What seemed like the last straw..

After having a lovely morning watching my grandson from my prone position on the sofa I started to go down hill and struggled upstairs to bed. I took my temperature and it was 38.4. Anything over 38 means take yourself to your nearest A&E. With low blood counts any infection could potentially be fatel. But I was devastated and fraught with grief at the thought of going back into hospital and all that entails. I rang  the free Myeloma support line and spoke through my tears about my sheer frustration , fear and disappointment. I knew what she would say. That I must call my specialist nurse who I knew would insist I went immediately to my local A&E. After 7 hours of waiting, admittingly on a bed in a side room I was eventually found a side room in the new Acute Medical Unit. There are no Heamotology beds at the Lister. Last time I was here I was put in an elderly care ward so I insisted I would immediately discharge myself if that happened again. Luckily I was given a nice reverse barrier side room. Because the air is kept clean the is an air conditioning  unit just above my bed and I was freezing, despite numerous blankets. Still my temperature has come down and I think I have managed to persuade the consultant to let me home today on the promise I attend my appointment at UCLH tomorrow.

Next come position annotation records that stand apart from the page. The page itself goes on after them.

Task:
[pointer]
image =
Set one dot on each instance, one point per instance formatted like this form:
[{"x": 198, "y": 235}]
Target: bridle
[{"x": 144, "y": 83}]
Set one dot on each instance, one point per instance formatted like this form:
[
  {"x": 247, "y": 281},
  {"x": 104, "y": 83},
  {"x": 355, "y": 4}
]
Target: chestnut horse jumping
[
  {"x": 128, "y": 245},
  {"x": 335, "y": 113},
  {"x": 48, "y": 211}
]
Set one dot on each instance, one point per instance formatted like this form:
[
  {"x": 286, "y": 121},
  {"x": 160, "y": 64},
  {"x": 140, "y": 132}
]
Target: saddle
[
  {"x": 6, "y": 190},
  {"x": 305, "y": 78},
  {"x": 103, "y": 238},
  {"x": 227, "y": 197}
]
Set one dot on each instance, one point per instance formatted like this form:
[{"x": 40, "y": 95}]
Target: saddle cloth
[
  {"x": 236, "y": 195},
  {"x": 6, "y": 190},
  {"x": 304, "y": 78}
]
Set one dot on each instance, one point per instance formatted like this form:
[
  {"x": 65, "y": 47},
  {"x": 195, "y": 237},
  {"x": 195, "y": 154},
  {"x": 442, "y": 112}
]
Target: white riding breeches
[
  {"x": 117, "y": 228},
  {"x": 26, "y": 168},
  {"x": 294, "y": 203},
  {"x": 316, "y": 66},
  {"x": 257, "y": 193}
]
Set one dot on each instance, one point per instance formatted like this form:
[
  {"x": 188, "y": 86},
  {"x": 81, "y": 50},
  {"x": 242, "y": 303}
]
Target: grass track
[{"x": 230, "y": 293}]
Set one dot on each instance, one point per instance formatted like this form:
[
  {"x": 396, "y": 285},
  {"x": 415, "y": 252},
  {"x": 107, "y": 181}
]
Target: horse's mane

Nothing runs smoothly in the Myeloma theme park. I think I am on a rollar coaster at the moment, the ride is making me feel very sick and I really want it to stop and let me off!

Patience really is a virtue which I think I have missing!!

Deborah x

Day 33 and I need to be kind to myself

I think I have been expecting too much, I just so want to feel better and able to at least get up and walk around the garden. I must just listen to my body that needs to rest after the trauma it has been through. From what I have heard and read  I am  probably a third of the way there. By day 90 I should be able to do much more and hopefully I won’t feel so nauseous. So patient I must be .

Yesterday  my day was cheered up by a visit from a friend and fellow myeloma sufferer. It was good to be reassured that all I was experiencing was very normal and as expected. Jet is a great inspiration to me as she takes life with both hands and gets the most out of every day. But she also rests when her body tells her to . It was great to be reassured that I will feel stronger and be able to do so much more in a few months time.

So most of my days are pretty slow.  If I have a bath that’s me done in for. Although at the moment I am enjoying some long soaks with the help of Epson salts, thanks to Jo and Lorna.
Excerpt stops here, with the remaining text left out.